Modern guidance from NIST (SP 800-63B) and OWASP favors long passwords or passphrases over forced complexity rules, and recommends screening candidates against known breached password lists. The practical takeaway is a long, random, unique password for every site, kept in a password manager rather than memorized or reused. Because generation happens locally, your password is never transmitted over the network, written to a server log, or stored anywhere — it exists only in your browser tab until you copy it, and closing the tab discards it. That local-only design is why an online generator can still be private: the randomness comes from your own device, and the result never leaves it.

Methodology & sources

Passwords are generated client-side with the platform CSPRNG (crypto.getRandomValues). Characters are drawn uniformly using rejection sampling to eliminate modulo bias, at least one character from each selected type is guaranteed, and the result is shuffled with Fisher–Yates.
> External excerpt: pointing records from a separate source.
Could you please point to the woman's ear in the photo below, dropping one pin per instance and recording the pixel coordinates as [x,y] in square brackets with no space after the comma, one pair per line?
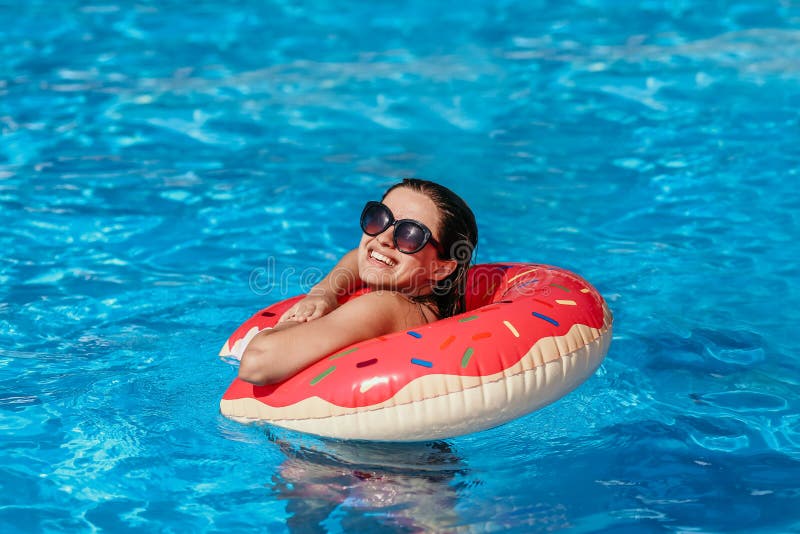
[443,269]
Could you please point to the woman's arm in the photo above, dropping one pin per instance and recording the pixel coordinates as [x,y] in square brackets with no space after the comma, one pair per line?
[276,355]
[323,297]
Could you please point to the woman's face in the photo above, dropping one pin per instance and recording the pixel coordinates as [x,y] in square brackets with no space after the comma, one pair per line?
[381,265]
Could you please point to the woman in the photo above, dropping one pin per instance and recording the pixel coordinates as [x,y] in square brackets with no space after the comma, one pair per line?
[414,255]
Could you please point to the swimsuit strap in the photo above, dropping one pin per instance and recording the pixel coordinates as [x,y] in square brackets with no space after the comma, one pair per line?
[421,310]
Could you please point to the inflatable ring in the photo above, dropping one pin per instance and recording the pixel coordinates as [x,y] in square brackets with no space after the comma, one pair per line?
[532,334]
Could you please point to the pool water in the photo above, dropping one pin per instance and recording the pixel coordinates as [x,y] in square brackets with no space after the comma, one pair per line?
[167,168]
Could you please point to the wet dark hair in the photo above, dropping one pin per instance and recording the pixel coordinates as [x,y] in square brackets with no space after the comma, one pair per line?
[458,235]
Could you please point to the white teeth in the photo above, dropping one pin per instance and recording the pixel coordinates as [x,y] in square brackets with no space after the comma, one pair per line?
[380,257]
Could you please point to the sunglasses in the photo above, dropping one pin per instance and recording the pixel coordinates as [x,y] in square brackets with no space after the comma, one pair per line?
[410,236]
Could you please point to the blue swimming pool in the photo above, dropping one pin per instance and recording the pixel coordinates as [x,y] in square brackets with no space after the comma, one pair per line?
[155,155]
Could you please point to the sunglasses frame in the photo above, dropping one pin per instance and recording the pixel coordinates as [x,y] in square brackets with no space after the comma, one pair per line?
[394,222]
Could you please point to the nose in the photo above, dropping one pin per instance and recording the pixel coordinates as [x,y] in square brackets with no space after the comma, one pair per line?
[386,238]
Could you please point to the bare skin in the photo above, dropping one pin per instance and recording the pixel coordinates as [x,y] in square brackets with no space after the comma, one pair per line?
[317,325]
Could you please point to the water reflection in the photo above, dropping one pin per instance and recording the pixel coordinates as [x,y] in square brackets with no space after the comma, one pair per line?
[357,485]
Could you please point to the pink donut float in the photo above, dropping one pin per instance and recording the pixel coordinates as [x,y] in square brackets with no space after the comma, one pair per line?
[532,334]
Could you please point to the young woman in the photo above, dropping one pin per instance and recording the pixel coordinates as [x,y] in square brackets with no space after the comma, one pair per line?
[414,254]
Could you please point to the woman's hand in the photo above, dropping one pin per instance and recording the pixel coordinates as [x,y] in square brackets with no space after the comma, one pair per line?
[310,308]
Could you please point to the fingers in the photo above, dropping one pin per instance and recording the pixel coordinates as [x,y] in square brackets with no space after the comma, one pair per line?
[304,311]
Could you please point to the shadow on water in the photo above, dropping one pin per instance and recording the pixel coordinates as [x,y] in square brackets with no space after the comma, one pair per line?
[405,487]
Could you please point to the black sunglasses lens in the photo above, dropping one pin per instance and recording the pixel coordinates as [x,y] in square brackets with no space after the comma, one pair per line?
[409,237]
[375,219]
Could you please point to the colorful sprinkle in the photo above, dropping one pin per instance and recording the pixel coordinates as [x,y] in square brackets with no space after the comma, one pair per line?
[511,327]
[467,355]
[343,353]
[522,274]
[545,318]
[323,374]
[446,342]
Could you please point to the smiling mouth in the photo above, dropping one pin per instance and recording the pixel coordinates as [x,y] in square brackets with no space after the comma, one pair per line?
[381,258]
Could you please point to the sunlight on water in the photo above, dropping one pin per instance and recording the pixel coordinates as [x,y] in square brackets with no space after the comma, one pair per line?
[159,157]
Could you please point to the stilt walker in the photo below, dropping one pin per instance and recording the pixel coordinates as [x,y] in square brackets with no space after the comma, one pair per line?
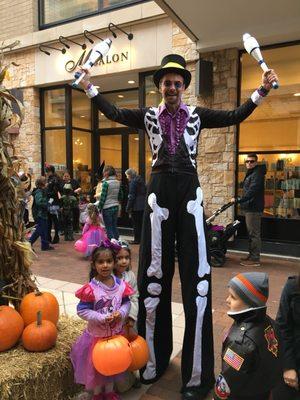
[174,210]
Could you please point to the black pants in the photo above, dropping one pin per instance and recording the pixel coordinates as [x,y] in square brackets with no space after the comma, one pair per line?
[172,212]
[53,220]
[137,222]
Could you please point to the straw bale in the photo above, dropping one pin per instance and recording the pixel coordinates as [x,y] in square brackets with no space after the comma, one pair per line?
[43,375]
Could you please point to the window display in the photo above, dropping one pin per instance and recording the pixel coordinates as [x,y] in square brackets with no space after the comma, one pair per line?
[282,184]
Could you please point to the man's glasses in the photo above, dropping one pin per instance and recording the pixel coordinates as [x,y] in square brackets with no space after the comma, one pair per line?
[177,84]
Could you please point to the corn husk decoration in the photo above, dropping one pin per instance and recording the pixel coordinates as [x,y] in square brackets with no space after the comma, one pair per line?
[15,251]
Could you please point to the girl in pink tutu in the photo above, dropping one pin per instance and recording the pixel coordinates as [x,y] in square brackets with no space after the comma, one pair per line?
[105,304]
[93,233]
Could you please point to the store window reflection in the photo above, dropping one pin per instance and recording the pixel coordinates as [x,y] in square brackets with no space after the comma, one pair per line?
[55,149]
[111,151]
[54,107]
[82,163]
[273,131]
[81,110]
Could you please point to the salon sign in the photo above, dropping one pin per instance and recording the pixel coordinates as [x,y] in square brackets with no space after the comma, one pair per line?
[72,65]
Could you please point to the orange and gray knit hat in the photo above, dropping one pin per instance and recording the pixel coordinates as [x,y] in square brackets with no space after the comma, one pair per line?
[251,287]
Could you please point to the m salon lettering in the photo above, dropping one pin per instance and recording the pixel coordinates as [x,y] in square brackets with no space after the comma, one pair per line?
[71,65]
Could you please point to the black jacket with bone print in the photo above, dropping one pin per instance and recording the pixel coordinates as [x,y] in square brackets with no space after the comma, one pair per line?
[184,159]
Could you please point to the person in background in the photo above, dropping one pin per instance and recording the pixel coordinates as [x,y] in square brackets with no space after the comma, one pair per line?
[288,320]
[252,203]
[53,190]
[40,214]
[68,202]
[136,202]
[76,192]
[251,364]
[110,198]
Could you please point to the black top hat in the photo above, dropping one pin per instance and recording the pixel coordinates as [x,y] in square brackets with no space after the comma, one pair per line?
[172,63]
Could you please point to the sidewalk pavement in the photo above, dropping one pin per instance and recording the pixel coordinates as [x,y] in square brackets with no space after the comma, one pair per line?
[64,270]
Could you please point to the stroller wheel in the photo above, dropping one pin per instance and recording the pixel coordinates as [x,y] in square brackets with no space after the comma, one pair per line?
[217,259]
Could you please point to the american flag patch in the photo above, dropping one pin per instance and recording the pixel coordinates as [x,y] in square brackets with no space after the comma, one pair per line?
[233,359]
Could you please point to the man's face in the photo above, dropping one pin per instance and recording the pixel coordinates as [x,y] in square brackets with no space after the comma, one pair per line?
[171,88]
[251,162]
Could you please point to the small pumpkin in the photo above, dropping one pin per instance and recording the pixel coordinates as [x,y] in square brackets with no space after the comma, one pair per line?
[11,327]
[40,335]
[140,353]
[112,355]
[39,301]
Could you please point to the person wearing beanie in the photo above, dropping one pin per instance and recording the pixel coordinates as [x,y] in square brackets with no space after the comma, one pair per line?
[251,363]
[68,202]
[174,211]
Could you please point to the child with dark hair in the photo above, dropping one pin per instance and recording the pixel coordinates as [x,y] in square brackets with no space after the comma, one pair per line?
[40,214]
[104,303]
[93,233]
[251,366]
[288,319]
[68,203]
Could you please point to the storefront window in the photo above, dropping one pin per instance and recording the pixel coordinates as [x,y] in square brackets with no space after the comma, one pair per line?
[54,107]
[82,163]
[55,149]
[133,149]
[81,110]
[273,131]
[122,99]
[55,11]
[111,151]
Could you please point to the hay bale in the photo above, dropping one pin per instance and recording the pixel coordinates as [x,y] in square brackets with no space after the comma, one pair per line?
[37,376]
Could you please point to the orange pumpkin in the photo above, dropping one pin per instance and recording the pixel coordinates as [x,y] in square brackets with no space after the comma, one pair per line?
[129,333]
[11,327]
[39,301]
[40,335]
[112,355]
[140,353]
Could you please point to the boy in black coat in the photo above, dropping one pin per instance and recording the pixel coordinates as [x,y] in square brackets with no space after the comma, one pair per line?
[250,354]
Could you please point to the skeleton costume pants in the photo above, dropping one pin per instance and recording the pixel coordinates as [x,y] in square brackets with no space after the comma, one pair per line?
[174,211]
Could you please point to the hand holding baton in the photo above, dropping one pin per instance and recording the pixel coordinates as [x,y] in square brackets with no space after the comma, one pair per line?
[252,47]
[99,51]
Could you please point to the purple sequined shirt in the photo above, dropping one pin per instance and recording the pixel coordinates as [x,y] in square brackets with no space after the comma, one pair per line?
[173,125]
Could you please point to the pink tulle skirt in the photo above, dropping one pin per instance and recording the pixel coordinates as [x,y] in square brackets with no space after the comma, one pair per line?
[84,371]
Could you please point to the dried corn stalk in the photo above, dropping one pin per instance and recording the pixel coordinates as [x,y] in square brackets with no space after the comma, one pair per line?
[15,252]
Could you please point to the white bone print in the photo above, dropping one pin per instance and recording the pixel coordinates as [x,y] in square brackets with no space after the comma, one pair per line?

Strength is reported as Shannon entropy in bits, computed as length × log2(poolSize).

Frequently asked questions

Are these passwords safe — is anything sent to a server?
Nothing leaves your device. Every password is generated locally in your browser using the built-in cryptographically secure RNG (crypto.getRandomValues), and it is never uploaded, logged, or stored anywhere.
How long should my password be?
Longer is stronger because entropy scales with length. With all character types enabled, 12 characters give about 77 bits and 16 characters about 103 bits. Aim for 16 or more (100+ bits) for accounts that matter, and use a unique password per site.
Why use a generator instead of making one up myself?
Human-chosen passwords cluster around predictable patterns that attackers exploit. A CSPRNG-backed generator with unbiased character selection produces genuinely random, high-entropy strings that are far harder to guess or brute-force.